MetaMorphosis – Now that’s a Convertible

My mother and I were invited to Sunday dinner at the home of Art, one of her Richmond brothers, so that she and I could hang out with my three Richmond cousines, all of whom happen to be in town, two from Manhattan and one from Edmonton. These are seriously beautiful women, and accomplishedl: Kelley, daughter of Doug; Michele, daughter of Art (favourite of my grandmother); and Tammy, daughter of Art. Between them they have five children, and three interesting lives, and I have always felt like the ugly duckling-Bart Simpson cousin in comparison to them. Oh well, that is neither here nor there.

I belong to a Car Co-op and I book cars as necessary. I have favourite cars, and on Sunday I used the white convertible Smart Car which is one of my absolute favourites – I love this car. What’s not to love about a small car that’s cute, easy on gas and fun to drive? Nothing.

The white convertible Smart Car lives in stall 67 – in underground parking beneath a downtown condo complex called Electric Avenue – which is reserved for it 24 hours per day. Last night, when I took the little white Smart Car home to stall 67, there was a honking huge brand new black BMW X6 SUV parked there, nose to the wall, in our reserved space, so after a bit of confusion, I parked in stall 70 and phoned the Car Coop to confirm the stall number and to find out if I could park the car in another space.

I gave them the info about the big black car, and they told me that they would call the towing company, but I’d have to wait around and show the car to the tow truck driver and sign off after he finished hooking up. So I waited.
I didn’t feel good about this, I’d never had any one towed before and I didn’t really want to do it at all. I went up to Earl’s restaurant (stall 67 is surrounded by free parking for Earl’s) and told the front door staff that the car was being towed and they told me they had no public announcement system, but thanked me for making an effort to let them know. I considered changing my booking so that I’d keep the car and return it in the morning when the BMW was sure to be gone, but I didn’t. I just waited for the tow truck.

When the tow truck arrived the driver told me that he’d never towed a BMW X6 before, so he was really stoked, really looking forward to it, really excited. While he was working on it, two guys walked past and said “Are you really having it towed?” I shrugged and said, “I have to. They’re parked in our space.” Then they cheered me on for being assertive with my parking and having it towed. The tow truck driver beamed and thanked me as I signed the paper. Then he drove away, taking the big black BMW X6 SUV with him. I backed into stall 67, put the key away, and walked out of there, almost an hour after I first drove in, feeling okay.

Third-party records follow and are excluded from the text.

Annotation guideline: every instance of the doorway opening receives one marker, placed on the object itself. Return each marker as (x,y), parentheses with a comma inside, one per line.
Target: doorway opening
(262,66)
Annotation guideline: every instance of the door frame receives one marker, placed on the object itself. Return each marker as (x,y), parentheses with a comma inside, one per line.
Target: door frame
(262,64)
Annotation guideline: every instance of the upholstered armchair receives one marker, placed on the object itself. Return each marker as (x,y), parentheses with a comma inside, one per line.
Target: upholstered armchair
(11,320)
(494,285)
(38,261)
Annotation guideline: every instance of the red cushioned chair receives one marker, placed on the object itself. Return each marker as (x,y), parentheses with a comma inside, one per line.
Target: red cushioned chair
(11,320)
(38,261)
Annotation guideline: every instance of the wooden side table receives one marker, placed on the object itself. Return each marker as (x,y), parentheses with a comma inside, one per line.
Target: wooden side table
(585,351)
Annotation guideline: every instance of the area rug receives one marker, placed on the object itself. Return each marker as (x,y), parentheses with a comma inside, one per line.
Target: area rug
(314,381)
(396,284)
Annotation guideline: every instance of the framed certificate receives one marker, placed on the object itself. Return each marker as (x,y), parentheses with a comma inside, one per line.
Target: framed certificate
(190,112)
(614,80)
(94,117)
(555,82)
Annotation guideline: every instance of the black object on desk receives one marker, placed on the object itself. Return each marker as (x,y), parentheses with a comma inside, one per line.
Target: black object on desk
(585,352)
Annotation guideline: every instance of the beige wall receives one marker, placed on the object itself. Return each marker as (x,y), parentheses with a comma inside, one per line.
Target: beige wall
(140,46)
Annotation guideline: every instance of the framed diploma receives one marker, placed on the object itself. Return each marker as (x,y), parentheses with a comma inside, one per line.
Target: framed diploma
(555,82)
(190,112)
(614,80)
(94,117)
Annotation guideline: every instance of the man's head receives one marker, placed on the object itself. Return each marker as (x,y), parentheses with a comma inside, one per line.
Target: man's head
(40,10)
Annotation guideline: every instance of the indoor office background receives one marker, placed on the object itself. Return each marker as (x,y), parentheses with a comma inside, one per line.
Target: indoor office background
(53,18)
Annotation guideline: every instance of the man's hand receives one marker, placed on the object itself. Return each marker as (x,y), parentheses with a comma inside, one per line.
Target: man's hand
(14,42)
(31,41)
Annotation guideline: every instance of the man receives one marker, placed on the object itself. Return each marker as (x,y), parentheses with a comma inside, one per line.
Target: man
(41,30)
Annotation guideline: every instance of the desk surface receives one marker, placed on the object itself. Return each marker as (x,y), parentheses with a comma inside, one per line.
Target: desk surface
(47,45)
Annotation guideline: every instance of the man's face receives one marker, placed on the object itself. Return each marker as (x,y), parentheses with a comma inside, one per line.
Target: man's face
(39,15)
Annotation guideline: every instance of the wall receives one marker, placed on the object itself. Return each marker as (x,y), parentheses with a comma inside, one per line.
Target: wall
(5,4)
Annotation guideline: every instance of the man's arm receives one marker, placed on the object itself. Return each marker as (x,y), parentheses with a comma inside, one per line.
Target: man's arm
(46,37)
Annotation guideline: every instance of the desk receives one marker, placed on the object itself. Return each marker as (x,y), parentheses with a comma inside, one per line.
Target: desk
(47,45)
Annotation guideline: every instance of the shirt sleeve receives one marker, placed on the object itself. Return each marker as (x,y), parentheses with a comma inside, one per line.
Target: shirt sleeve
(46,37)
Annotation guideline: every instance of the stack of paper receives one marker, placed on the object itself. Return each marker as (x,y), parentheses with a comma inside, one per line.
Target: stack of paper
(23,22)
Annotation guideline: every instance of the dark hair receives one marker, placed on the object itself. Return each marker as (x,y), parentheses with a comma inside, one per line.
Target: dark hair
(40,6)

Having thought about it, I now feel even better: these people are going to approach stall 67 and notice that the butt end of their big black BMW X6 SUV isn’t visible. They will panic more and more, and then when they get to stall 67, they’re going to find a tiny white convertible Smart Car parked nose out where they left their car. They’ll freak out. It’ll seem to them like their car lost 60% of its value, changed colour, shrunk, turned into a ragtop and turned itself around.

Ha ha. I loved it. I love sticking it to the BMW SUV drivers, and I would pay big money to hear them and to see the looks on their faces as they approach stall 67. I would pay even bigger money to hear and see them just after they arrive. I love this. What’s not to love about confounding people (who have quite likely been drinking) by apparently converting their absurdly ostentatious and wasteful vehicles into cute little sensible cars? Nothing.

~ by thiscassandra on Tuesday 8 July 2008.